Compared to? I don't know. I suppose a lot of low-end low-spoke count wheels are flexy. I just have experience with the Shimano wheels as they were on a rental bike I road, and when you stand up and sprint, you can get the rear wheel to flex against the brake pads. Not only that, but the radial laced front wheel is not very stiff either. I'd be amazed if their long term durability is very good under continual usage.


----------



## nhluhr (Sep 9, 2010)

The reason I ask is because they are really inexpensive but you get a lot of benefits with them. Their 48 N/mm lateral stiffness is slightly above the (combined 2010+2011) test average of 45.3 but yeah, they are still a low spoke count wheel. They are still far stiffer than a Zipp 404 clincher and definitely have better torque application thanks to a double 2-cross lacing (Zipp is radial on drive side which necessitates a super stiff hub shell).

Still, wheels certainly exist that make a 48N/mm score for lateral stiffness seem low.

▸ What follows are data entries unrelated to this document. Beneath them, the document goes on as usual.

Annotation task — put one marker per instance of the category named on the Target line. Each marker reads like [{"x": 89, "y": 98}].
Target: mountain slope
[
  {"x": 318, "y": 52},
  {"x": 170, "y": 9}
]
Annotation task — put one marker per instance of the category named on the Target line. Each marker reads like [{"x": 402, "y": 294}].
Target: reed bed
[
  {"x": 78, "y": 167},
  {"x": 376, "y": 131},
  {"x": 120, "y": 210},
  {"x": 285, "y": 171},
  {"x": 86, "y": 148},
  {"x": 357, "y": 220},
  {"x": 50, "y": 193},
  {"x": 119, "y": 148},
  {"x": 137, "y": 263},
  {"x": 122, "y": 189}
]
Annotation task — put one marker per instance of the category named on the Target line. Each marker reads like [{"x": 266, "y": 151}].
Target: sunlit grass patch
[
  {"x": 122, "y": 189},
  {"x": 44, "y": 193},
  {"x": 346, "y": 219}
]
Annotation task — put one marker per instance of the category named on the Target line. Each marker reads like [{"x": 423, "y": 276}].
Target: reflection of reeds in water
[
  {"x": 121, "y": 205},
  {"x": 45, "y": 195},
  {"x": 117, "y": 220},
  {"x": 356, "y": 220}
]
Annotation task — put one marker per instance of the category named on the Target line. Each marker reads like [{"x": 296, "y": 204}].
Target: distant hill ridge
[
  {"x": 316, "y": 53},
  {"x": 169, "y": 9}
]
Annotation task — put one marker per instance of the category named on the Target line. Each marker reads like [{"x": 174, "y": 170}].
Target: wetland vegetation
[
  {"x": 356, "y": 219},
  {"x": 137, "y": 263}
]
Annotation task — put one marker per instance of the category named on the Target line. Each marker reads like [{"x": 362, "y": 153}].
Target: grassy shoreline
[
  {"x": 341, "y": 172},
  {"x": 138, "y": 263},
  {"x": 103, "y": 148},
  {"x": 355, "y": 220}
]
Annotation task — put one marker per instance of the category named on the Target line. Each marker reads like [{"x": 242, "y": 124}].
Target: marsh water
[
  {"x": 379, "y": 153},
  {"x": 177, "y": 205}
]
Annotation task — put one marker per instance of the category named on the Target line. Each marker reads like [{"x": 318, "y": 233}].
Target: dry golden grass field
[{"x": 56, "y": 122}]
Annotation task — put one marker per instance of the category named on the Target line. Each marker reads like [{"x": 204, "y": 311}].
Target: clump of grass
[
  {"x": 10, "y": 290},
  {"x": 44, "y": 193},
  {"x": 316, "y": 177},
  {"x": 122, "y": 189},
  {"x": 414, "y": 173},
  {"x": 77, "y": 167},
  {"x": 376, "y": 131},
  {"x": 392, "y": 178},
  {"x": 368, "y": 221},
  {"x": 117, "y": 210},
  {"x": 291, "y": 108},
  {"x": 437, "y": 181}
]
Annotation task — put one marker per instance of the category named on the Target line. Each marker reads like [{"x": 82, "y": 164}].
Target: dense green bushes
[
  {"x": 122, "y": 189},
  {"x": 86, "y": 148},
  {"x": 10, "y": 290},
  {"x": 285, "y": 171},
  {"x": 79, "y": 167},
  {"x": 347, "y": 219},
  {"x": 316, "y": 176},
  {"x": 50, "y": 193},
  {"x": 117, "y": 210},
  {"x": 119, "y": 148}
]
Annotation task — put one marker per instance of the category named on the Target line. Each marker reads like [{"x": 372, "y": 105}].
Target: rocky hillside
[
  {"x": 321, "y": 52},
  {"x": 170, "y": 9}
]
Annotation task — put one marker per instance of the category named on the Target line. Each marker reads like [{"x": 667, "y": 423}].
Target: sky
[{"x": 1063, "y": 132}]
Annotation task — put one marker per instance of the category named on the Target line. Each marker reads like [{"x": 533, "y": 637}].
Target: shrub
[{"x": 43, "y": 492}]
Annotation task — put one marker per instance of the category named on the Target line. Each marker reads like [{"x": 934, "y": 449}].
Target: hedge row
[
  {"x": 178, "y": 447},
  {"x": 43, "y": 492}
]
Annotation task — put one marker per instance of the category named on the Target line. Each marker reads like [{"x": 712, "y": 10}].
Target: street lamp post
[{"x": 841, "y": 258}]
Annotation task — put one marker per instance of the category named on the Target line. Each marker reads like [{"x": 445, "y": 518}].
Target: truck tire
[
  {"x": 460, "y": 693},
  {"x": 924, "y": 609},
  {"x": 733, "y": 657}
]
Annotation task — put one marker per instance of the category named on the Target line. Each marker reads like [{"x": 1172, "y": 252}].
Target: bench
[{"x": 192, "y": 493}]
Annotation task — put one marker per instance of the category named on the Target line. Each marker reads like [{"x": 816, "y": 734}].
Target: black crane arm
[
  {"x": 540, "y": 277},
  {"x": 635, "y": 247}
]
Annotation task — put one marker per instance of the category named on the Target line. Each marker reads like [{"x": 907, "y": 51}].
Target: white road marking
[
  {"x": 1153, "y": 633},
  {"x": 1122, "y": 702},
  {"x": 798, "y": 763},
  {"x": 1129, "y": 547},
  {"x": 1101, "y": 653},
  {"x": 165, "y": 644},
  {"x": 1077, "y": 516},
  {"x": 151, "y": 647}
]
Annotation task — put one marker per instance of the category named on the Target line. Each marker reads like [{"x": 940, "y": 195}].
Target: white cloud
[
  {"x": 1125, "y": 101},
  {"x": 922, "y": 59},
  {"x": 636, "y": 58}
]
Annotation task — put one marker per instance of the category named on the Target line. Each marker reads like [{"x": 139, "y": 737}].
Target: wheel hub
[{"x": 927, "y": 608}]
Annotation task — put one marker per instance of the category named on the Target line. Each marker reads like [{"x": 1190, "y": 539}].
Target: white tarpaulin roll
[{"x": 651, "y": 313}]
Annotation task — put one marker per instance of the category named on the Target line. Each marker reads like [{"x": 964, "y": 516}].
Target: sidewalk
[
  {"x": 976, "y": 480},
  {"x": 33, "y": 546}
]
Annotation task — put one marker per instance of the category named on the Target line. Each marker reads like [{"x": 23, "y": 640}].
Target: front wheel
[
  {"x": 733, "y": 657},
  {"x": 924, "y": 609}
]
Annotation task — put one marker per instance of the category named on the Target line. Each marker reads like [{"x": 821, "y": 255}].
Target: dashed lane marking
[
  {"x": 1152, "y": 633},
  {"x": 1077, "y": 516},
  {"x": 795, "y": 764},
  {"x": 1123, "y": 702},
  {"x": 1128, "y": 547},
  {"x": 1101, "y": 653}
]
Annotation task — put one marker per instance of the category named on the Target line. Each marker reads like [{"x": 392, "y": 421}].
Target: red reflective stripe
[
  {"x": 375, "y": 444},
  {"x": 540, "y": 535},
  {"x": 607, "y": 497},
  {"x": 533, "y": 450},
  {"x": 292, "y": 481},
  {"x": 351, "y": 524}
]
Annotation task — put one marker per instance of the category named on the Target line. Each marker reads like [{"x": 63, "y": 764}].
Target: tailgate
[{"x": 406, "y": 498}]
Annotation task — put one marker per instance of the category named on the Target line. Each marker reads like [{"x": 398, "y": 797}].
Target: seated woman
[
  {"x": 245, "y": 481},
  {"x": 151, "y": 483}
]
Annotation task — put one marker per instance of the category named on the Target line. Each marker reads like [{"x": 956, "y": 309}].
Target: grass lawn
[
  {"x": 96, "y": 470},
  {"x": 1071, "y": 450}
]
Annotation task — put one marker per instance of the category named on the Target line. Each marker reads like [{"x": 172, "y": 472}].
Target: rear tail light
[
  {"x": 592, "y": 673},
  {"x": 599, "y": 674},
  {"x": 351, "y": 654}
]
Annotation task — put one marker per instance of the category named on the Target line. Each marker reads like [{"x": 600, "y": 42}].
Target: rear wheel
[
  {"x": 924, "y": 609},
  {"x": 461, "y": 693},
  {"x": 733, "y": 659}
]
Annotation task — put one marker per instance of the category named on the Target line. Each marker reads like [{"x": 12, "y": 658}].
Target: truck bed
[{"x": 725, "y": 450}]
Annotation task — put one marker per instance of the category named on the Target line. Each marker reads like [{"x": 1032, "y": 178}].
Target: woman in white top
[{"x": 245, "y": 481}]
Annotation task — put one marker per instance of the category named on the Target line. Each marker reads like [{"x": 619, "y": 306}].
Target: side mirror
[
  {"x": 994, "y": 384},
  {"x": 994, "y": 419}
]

They are, however, the heaviest wheel in the test which would definitely create a feeling of curmudgeonly acceleration.


----------



## nightfend (Mar 15, 2009)

All I can suggest is see/ride a pair in real life and decide for yourself. You'll notice rather quickly that there is no way their lateral stiffness could be as high as the testing shows. I noticed the wheels "flexing" the most when I stood up on climbs. It is fairly obvious then and I weigh 175lbs.


----------



## nhluhr (Sep 9, 2010)

I've ridden the RS10 wheels (swapped from my wife's bike) and although they feel slower than my 7850-C24s I can't say they feel flexy in comparison. They aren't the same rim profile as the RS30 though. Maybe I'll try a set of RS30s under the guise of my search for a durable inexpensive winter wheelset.


----------



## tj2012 (Jan 16, 2012)

mimason said:


> They are very unaero based on the below numbers. 7+ watts variance at 40kph that is a lot in my book.
> 
> Model: Mavic Ksyrium R-Sys SL
> spokes: 20/20
> ...


The test included winds from an angle, I would imagine 'aero' spokes perform very badly in this scenario..


----------



## mattotoole (Jan 3, 2008)

nhluhr said:


> I've ridden the RS10 wheels (swapped from my wife's bike) and although they feel slower than my 7850-C24s I can't say they feel flexy in comparison. They aren't the same rim profile as the RS30 though. Maybe I'll try a set of RS30s under the guise of my search for a durable inexpensive winter wheelset.


I have RS20 which are stiffer than most wheels I've owned, probably because of the straight pull spokes that don't even touch where they cross -- no deflection there. The rim section is pretty standard in size and weight, but with an asym rear which helps too.

RS30 are like the RS20, but with a deeper (ie, stiffer) rim.

IMO the RS30 are the best value on the market today. I just happened to get an even better deal on RS20 that particular week.

I just wonder how long the flat spokes will last.


----------